President Obama has commuted the sentence of several criminals including Bradley Manning, now known as Chelsea Manning. Law enforcement arrested Chelsea for stealing more than 70,000 classified documents and sending them to Wikileaks.

A military court convicted Manning to 35 years in prison. President Obama ruled out a pardon for Edward Snowden, former NSA contractor who violated the espionage act. Josh Earnest addressed the decision during his press announcement of the Manning commutation. President Obama commuted Manning’s sentence along with 209 other people serving time.


“Mr. Snowden has not filed paperwork to seek clemency from the administration.”

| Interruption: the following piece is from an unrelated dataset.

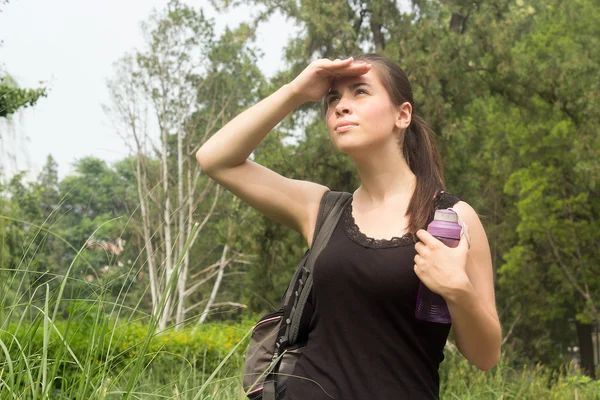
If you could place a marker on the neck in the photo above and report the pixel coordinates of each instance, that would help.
(385, 177)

Manning is serving time at Fort. Leavenworth prison, which is an all male prison. Manning gained notoriety after leaking a video of a helicopter attacking civilians and journalists in Iraq in 2007 to Wikileaks. The video drew intense criticism for the deaths of innocent people from human rights activists and other political leaders. She copied hundreds of thousands of military incident logs from the Afghanistan and Iraq wars, which, among other things, exposed abuses of detainees by Iraqi military officers.

Manning was found guilty of 20 out of 22 possible charges, but avoided the charge of aiding the enemy, which would have sentenced him to life in prison. WikiLeaks said it would agree to a US extradition request for the site’s founder, Julian Assange, if Obama granted clemency to Manning. Republicans have expressed outrage over Obama’s decision to commute Manning’s sentence and have aired their grievances.

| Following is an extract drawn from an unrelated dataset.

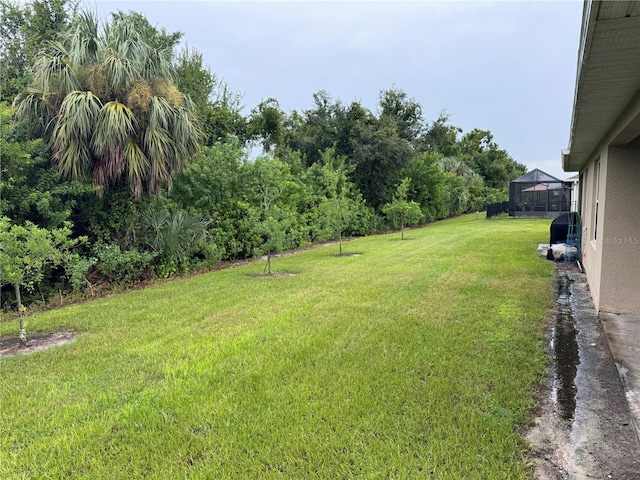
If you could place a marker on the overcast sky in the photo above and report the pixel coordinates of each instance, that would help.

“This was grave harm to our national security. and Chelsea Manning is serving a sentence and should continue to serve that sentence,” Sen. Tom Cotton, R-Arkansas, told CNN’s Jake Tapper.

Officials rejected Manning’s request for a pardon in 2014, while Manning acknowledged it was too early to request one. Josh Earnest has said that President Obama would not issue any more controversial pardons as he leaves office on Friday and acknowledges the appearance of politically motivated last minute pardons and commutations.


“The president has been judicious about using this authority in a way that he believes is consistent with American interests and the pursuit of justice. And if we feel it is ever necessary for us to make that case, we’ll want to make sure that we have ample opportunity to make it,” Earnest said.

President-elect Donald Trump has raised the possibility that he may rescind the commutation.